Rising costs and a looming recession has many worried—even those that have made significant strides in the crypto space over the last few years. Although there are steps that can be taken to protect gains, one expert says you’ll need a plan to survive impending challenges.

Najah Roberts, the self -proclaimed “Queen of Crypto,” recently kicked off “The Second Annual Digital Financial Revolution Tour” (DFRT) in a news release. The first stop was Saturday, May 28 at 4 pm PT at Leimert Park Plaza (4395 Leimert Blvd, Los Angeles, CA 90008). The event, whose speakers included actor Hill Harper (CBS’s The Good Doctor), spoke about bitcoin, financial freedom achieved with crypto and much more.

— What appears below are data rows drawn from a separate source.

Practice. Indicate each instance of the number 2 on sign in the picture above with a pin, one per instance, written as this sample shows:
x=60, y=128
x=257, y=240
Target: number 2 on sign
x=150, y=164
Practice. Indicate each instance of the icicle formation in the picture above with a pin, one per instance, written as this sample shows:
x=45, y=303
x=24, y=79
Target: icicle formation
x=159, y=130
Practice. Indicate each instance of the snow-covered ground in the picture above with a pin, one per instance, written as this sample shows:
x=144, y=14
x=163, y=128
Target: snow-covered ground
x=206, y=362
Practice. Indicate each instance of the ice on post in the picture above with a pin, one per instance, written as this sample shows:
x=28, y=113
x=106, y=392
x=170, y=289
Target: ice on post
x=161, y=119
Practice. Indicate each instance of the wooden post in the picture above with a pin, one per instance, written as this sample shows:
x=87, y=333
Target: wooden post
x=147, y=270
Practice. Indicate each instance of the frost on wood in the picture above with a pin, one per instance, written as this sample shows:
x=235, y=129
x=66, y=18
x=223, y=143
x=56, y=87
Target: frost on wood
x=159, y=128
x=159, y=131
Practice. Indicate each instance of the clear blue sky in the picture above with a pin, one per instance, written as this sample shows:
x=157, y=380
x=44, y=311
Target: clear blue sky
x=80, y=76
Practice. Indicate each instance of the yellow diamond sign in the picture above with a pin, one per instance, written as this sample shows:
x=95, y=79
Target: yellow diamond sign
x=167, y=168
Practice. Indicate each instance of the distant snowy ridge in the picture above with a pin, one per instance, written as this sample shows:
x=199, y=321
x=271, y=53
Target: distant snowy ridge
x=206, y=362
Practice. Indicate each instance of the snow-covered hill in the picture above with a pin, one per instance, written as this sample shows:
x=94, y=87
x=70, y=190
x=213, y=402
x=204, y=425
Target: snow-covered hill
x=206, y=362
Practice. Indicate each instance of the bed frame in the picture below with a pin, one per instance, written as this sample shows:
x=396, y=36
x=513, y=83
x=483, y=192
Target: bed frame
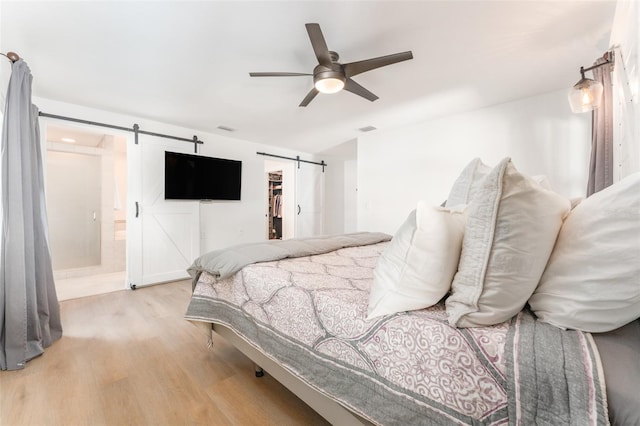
x=333, y=412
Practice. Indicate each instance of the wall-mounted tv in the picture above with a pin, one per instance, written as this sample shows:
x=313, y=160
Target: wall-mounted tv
x=196, y=177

The tour will make stops in 41 US communities in an effort to educate attendees on how to buy, sell and use bitcoin to achieve financial freedom. Attendees will receive the smallest denomination of bitcoin (Satoshis) to show participants in real-time what a bitcoin transaction looks like.

“The pandemic has accelerated the economic destruction of many of our urban communities,” Roberts said in a news release. “I fear that we are already in a recessionary cycle, and this combined with runaway inflation could wipe out generational wealth for everyday African Americans. Our communities are facing an economic Armageddon.”

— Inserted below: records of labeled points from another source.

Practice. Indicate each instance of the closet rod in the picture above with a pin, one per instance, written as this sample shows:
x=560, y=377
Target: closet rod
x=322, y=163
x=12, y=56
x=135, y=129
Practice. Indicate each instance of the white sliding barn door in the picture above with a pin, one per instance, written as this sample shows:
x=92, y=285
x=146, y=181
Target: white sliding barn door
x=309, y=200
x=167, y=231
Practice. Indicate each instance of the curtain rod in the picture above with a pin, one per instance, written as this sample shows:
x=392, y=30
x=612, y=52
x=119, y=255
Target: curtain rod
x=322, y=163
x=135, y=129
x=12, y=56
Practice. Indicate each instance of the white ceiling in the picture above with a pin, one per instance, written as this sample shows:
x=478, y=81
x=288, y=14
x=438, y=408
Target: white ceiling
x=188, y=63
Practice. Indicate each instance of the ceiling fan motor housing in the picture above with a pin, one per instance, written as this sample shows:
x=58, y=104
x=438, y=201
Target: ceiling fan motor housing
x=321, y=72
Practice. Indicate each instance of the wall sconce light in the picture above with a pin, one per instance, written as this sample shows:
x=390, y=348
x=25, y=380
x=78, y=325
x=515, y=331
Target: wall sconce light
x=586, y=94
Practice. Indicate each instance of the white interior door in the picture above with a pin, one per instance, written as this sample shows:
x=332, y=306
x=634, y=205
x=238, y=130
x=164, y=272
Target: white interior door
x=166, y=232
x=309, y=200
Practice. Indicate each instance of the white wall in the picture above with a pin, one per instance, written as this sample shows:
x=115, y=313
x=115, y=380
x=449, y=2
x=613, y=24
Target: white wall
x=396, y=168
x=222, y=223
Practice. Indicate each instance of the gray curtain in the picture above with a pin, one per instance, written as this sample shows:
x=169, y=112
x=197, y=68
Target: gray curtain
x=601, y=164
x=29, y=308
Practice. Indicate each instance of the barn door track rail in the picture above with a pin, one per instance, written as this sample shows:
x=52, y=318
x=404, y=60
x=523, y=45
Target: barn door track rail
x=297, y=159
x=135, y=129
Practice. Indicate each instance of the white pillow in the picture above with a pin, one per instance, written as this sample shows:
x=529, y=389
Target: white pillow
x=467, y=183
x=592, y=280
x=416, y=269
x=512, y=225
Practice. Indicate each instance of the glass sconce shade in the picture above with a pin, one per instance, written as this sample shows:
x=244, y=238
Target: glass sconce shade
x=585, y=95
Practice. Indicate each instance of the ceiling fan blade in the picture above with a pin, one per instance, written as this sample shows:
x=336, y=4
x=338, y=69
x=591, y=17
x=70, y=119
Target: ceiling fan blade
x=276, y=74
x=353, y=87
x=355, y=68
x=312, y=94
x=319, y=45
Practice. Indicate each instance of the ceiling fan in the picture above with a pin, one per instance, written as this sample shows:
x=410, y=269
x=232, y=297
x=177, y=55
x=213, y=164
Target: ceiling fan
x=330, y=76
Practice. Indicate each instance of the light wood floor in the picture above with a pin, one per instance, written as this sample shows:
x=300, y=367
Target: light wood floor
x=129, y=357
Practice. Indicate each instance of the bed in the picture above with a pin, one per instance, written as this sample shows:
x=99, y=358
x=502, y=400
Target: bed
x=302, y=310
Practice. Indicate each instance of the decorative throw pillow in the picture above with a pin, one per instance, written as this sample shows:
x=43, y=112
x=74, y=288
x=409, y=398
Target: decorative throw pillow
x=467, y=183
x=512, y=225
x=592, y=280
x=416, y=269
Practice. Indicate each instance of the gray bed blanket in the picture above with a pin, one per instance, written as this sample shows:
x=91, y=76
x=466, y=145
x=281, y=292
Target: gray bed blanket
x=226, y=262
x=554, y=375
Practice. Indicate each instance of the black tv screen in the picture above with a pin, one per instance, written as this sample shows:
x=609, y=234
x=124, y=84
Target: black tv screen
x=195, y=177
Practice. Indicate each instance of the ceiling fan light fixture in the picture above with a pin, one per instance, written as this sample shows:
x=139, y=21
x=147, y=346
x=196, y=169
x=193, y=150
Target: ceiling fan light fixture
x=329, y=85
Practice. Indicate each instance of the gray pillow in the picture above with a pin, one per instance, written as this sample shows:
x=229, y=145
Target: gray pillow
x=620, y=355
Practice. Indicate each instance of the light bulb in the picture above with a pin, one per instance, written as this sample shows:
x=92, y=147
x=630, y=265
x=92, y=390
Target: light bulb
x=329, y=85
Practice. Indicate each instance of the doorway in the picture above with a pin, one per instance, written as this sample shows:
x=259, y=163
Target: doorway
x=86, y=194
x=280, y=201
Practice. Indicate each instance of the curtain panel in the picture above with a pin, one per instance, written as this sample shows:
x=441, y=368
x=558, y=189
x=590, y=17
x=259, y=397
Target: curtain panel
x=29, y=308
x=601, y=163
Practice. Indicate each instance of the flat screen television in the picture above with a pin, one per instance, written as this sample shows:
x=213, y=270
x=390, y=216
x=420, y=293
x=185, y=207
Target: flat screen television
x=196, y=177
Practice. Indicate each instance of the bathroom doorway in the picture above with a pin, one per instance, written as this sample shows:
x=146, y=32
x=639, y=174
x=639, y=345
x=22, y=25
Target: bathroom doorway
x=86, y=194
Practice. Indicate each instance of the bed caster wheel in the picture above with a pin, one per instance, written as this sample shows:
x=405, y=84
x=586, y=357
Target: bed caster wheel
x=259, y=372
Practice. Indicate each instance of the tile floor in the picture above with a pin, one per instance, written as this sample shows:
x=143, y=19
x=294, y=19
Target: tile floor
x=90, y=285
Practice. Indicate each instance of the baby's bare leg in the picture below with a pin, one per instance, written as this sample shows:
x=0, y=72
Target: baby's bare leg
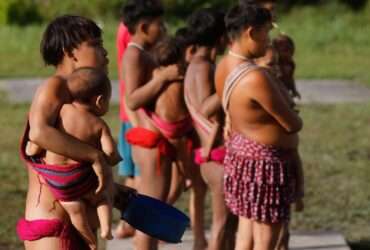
x=222, y=238
x=77, y=213
x=104, y=209
x=32, y=149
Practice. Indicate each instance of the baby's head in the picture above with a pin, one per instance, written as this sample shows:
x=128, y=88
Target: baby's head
x=91, y=87
x=284, y=46
x=270, y=60
x=267, y=4
x=207, y=29
x=170, y=51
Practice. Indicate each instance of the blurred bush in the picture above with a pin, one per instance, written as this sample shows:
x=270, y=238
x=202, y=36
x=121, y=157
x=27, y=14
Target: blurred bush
x=23, y=12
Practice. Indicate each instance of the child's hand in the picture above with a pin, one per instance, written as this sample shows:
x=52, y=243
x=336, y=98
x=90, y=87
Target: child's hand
x=299, y=205
x=32, y=149
x=171, y=73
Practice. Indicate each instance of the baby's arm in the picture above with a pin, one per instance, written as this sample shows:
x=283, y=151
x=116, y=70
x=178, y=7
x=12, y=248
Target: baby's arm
x=43, y=116
x=108, y=146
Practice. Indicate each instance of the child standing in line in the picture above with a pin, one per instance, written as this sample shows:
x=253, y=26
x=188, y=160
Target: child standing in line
x=271, y=61
x=207, y=29
x=126, y=168
x=91, y=91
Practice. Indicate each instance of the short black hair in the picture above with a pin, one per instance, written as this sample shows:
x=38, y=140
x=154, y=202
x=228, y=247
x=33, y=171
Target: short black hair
x=207, y=26
x=242, y=16
x=87, y=82
x=64, y=34
x=135, y=11
x=170, y=50
x=284, y=40
x=184, y=37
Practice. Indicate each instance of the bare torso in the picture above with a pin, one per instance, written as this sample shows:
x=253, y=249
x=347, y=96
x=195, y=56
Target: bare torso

Cryptocurreny, a form of digital money has become increasingly popular among Black consumers.

The Boston Globe theorizes this is because cryptocurrencies removed the primary involvement of massive financial institutions. When bitcoin was created in 2009, BIPOC dove in to explore their options without traditional systemic barriers in place.

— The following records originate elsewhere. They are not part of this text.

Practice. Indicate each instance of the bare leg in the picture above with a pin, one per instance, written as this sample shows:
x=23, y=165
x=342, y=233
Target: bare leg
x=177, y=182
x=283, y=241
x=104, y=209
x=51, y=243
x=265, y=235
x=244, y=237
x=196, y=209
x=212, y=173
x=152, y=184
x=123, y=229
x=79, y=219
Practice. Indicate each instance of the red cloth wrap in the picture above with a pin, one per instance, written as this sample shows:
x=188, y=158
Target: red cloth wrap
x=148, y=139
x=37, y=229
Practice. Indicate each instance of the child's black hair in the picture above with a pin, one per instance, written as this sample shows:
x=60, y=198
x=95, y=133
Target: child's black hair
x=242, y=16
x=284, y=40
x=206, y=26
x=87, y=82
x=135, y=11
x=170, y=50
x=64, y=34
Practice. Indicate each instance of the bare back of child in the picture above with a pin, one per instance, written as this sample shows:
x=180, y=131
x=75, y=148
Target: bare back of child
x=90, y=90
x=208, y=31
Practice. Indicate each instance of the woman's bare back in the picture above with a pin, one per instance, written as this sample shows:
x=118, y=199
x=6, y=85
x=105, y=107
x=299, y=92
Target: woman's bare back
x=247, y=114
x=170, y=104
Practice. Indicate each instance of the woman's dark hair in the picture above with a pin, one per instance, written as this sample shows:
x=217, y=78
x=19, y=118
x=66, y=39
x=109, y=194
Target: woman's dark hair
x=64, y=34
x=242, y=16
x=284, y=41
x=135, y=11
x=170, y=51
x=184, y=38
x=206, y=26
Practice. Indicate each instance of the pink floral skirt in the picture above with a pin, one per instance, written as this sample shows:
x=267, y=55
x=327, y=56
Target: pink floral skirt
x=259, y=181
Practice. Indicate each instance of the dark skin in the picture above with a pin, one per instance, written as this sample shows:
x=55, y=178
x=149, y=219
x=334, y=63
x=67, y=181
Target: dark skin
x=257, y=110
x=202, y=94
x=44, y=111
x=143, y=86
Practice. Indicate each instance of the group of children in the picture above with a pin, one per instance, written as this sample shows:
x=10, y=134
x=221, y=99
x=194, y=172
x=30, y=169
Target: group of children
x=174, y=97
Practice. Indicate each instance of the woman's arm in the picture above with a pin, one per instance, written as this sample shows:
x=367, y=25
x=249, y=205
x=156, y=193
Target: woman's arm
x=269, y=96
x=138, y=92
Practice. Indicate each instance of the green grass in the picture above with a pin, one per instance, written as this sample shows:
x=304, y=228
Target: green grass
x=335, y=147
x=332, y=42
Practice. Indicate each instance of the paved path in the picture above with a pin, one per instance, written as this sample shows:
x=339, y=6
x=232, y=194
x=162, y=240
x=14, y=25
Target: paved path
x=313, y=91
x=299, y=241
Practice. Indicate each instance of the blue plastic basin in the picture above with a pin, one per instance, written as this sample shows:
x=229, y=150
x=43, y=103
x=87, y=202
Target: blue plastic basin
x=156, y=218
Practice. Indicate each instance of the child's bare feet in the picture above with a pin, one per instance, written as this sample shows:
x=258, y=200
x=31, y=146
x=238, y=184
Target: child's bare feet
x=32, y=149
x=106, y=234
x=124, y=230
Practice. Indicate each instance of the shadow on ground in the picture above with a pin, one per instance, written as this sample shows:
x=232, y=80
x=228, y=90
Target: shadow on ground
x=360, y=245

A little over a decade later, Black investors are using crypto more than White people, per the National Opinion Research Center as reported by the Boston Globe. Nearly 25% of Black Americans with a household income of $50,000 own cryptocurrency, according an Ariel Investments 2022 survey, compared to 15% of White Americans in a similar tax bracket. Younger people are even more active, with 38% of Black people under 40 having purchased and currently own cryptocurrency, compared to jut 29% of White consumers under 40.